Aquel aprendizaje me sirvió para contabilizar los vehículos que iba
desguazando mi padre y que, cuando habían terminado de entretenerle, los iba
remolcando hasta el barranco de la parte de atrás donde la naturaleza se
encargaba de enmantarlos con enredaderas y pámpanos. La ventana de mi cuarto,
minúsculo ventanuco orientado al norte, daba hacia esa montaña de chasis y de
zarzales que iba cobrando altura y despellejando su metálica pintura hasta
convertirla en una mole de óxido y sarmientos.
Una mañana,
tras escuchar un motor acercarse y una puerta cerrar, unas voces llegaron hasta
el umbral de la puerta. Al principio parecían amables luego se me antojó que
discutían. Ante el tono elevado de las palabras, mamá me condujo al salón y con
un bolero de fondo en el tocadiscos me fue cantando las tablas de multiplicar.

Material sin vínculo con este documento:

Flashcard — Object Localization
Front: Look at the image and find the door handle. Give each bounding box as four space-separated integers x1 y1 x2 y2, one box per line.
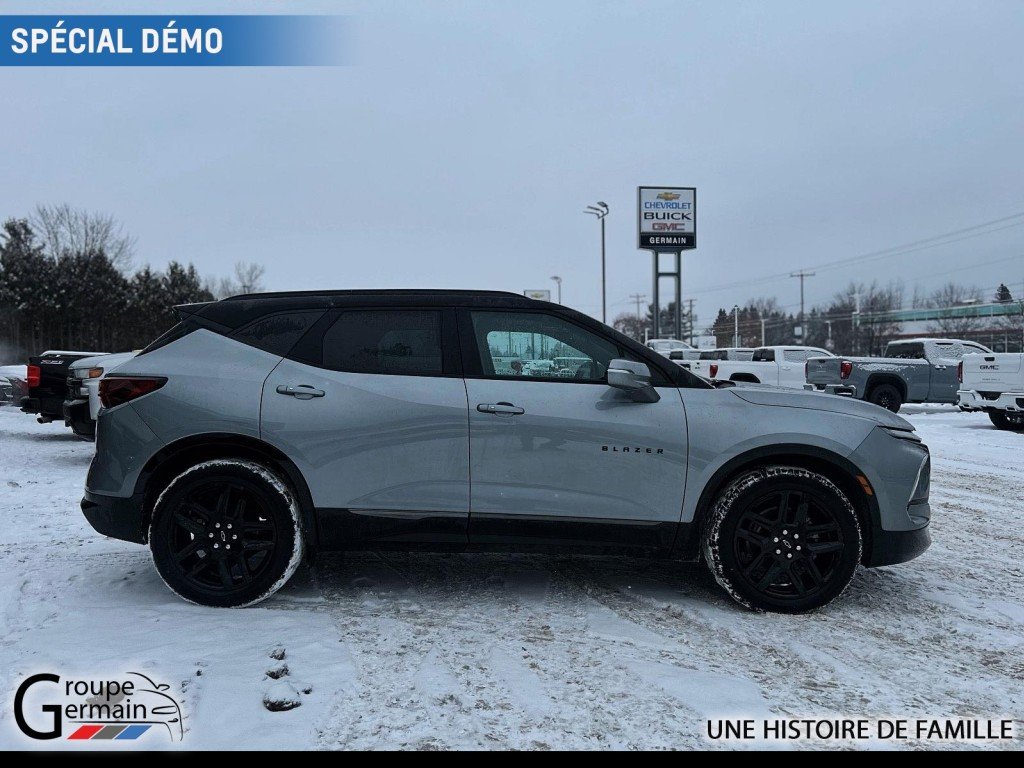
278 384 326 400
476 402 526 416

Para cuando se cansó de recitarlas la aguja rondaba el taladro y rompía con su
silente rasgar la calma reinante que pronto mi padre quebró enfrascado de nuevo
en retorcer chapas y destripar motores.
Ayer nos sobrevoló una avioneta. Mi madre me
dijo que era del servicio de vigilancia forestal, de quienes protegen los
bosques contra los incendios y las talas descontroladas. Quise creerla pero
esta mañana la avioneta ha vuelto y, al poco, unos hombres de uniforme han
rodeado nuestra casa. Después de una conversación a gritos con mis padres les
han obligado a tirarse al suelo con las manos en la cabeza. Yo lo he visto todo
desde el soportal y me ha extrañado que mi padre no protestara por permanecer
en esa postura a pesar de sus maltrechos bronquios. También observé cómo
llegaban unos camiones y de ellos descendían hombres con máscaras vistiendo
buzos blancos y botas de goma. Se han llevado a los cerdos y los han enjaulado.
De cebados que están han tenido que auparlos a empellones por una rampa. Más
tarde se ha presentado un grupo, una especie de cuadrilla de leñadores y han
comenzado a desbrozar la montaña de coches con ayuda de una grúa. Al mismo
tiempo, cinco personas con botas de goma y chaquetas con letras han ido
recorriendo la finca anotando todo lo que les parecía de interés. Había una
chica que, como mi madre, llevaba el pelo sujeto y una carpeta con papeles. La
he preguntado si era maestra y si me podía ayudar con las divisiones. Se me dan
muy mal, la advertí. Ella me ha sonreído y me ha acompañado hasta un coche
donde me ha dejado en el asiento trasero. Huele a nuevo y tiene un aspecto
flamante. Espero que a mi padre no le dejen tocarlo. Siempre los estropea
después de acostar a sus dueños junto a los cerdos.